Com a Lei Municipal nº 955/2026, sancionada pelo Prefeito Rener de Santana Miranda em 30 de março de 2026, Redenção passa a contar com uma política pública municipal estruturada de proteção à mulher. A lei é de autoria do vereador Arnon Lustosa.
O que a lei institui:
A Política Municipal de Proteção, Prevenção e Amparo à Mulher é orientada por nove princípios: dignidade da pessoa humana, proteção da mulher em situação de vulnerabilidade, valorização da família, atendimento humanizado e sigiloso, integração entre os serviços públicos, prevenção permanente da violência doméstica, não revitimização, responsabilidade e convivência familiar pacífica, e fortalecimento da autonomia econômica da mulher.
Casa de Apoio à Mulher:
A lei prevê a possibilidade de o Município criar a Casa de Apoio à Mulher, destinada ao acolhimento provisório e sigiloso de mulheres em situação de violência doméstica, podendo abranger também os filhos menores da mulher assistida.

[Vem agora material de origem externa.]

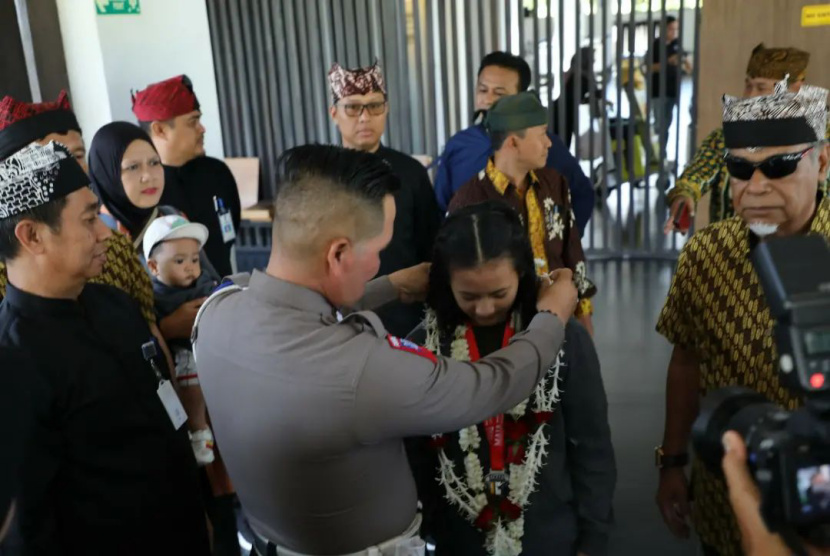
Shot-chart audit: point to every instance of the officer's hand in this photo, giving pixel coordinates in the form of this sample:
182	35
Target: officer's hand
678	206
746	502
412	283
179	324
559	296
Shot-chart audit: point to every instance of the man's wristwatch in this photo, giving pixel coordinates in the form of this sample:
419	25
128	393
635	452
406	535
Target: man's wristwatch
663	461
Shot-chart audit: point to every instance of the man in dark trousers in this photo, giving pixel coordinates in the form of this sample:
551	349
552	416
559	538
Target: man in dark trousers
107	465
359	108
200	186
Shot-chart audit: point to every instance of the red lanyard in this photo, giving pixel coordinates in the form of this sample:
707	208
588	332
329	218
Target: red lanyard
494	426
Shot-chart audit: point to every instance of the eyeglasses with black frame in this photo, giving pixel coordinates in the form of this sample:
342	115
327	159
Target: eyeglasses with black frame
354	110
774	167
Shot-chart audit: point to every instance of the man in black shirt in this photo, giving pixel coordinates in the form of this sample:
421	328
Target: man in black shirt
663	101
107	466
200	186
359	108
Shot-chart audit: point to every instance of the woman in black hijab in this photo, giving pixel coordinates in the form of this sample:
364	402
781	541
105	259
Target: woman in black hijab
128	177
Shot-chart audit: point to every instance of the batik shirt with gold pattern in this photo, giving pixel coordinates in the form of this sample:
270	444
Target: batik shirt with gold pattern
707	172
717	309
122	270
545	210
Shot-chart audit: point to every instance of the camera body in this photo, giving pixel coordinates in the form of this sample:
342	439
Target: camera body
789	452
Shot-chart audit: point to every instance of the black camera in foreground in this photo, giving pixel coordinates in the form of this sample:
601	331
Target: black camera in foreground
789	453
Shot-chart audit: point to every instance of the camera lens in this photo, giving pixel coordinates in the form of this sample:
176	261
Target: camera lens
733	408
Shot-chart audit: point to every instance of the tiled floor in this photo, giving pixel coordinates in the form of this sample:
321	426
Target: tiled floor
634	361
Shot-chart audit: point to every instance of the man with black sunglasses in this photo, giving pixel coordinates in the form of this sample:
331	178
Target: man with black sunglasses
359	109
715	315
707	172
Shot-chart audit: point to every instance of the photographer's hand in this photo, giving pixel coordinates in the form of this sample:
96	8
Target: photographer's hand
746	502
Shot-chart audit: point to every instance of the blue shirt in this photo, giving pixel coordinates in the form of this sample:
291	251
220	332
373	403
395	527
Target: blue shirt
466	155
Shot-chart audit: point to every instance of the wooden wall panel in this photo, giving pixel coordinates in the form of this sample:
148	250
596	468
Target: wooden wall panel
731	29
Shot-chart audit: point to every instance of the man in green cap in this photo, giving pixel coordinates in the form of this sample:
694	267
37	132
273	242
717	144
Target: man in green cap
516	173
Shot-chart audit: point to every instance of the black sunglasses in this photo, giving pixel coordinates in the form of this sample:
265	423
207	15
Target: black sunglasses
774	167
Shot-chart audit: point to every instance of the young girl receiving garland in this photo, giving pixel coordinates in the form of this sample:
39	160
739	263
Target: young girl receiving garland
538	480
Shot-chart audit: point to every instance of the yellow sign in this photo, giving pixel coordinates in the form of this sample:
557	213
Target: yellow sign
815	15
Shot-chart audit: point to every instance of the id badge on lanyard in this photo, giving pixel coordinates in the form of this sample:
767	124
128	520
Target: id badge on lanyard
167	395
225	220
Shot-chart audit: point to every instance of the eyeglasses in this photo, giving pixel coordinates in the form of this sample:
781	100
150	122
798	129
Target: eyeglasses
774	167
355	110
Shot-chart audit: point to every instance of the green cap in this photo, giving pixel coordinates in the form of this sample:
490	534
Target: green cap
516	112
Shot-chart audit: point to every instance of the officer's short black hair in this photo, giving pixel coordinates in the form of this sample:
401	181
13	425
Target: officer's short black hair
511	62
49	214
325	191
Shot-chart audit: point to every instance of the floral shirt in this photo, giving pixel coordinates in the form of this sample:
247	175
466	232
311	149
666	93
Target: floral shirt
707	172
716	308
122	270
546	211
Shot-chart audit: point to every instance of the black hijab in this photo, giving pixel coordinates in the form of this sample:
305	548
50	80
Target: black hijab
105	156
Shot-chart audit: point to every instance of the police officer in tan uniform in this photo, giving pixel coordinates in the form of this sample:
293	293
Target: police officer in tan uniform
311	407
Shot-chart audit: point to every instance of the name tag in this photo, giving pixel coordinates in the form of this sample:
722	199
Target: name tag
171	404
226	222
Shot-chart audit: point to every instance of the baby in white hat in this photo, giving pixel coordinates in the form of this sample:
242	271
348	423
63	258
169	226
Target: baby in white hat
172	247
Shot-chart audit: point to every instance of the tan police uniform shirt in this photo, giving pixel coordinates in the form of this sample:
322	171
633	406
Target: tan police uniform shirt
310	412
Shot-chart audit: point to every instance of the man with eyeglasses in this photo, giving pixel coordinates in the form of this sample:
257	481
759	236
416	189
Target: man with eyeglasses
707	172
359	109
715	315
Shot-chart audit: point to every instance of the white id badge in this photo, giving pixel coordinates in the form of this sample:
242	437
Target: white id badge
226	222
171	404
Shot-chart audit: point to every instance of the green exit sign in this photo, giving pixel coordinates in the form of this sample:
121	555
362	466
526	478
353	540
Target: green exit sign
118	7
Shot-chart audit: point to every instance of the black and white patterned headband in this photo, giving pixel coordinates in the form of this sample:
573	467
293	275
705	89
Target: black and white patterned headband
37	175
777	120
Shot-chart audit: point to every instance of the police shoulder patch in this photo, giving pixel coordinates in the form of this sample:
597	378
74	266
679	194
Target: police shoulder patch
410	347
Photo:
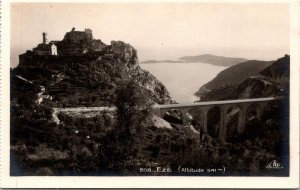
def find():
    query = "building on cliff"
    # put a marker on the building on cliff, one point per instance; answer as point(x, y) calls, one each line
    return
point(45, 48)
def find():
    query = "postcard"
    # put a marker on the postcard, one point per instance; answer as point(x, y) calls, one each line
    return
point(150, 94)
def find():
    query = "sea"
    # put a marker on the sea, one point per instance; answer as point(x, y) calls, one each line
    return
point(183, 80)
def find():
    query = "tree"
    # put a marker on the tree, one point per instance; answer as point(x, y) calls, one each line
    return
point(133, 107)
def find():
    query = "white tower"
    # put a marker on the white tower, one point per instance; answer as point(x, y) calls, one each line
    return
point(53, 49)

Central Municipal de Atendimento:
Prevê ainda a criação de uma Central Municipal de Atendimento à Mulher, com funcionamento presencial, telefônico e digital, para orientação, encaminhamento e acompanhamento dos casos.
Equipe multidisciplinar:
O atendimento poderá contar com equipe composta por assistentes sociais, psicólogos, profissionais de saúde e orientadores jurídicos — garantindo suporte completo às vítimas.
Prevenção ativa:
A lei prevê campanhas educativas permanentes de conscientização, cursos e palestras nas escolas e comunidades, programas de capacitação profissional e inclusão produtiva, e ações de promoção do respeito e da convivência familiar pacífica.
A lei também permite ao Município firmar convênios com a Delegacia Especializada de Atendimento à Mulher, o Ministério Público e o Poder Judiciário para execução das ações previstas.
A Lei 955/2026 entrou em vigor na data de sua publicação e representa mais um passo concreto do mandato de Arnon Lustosa em defesa da família e da dignidade humana em Redenção.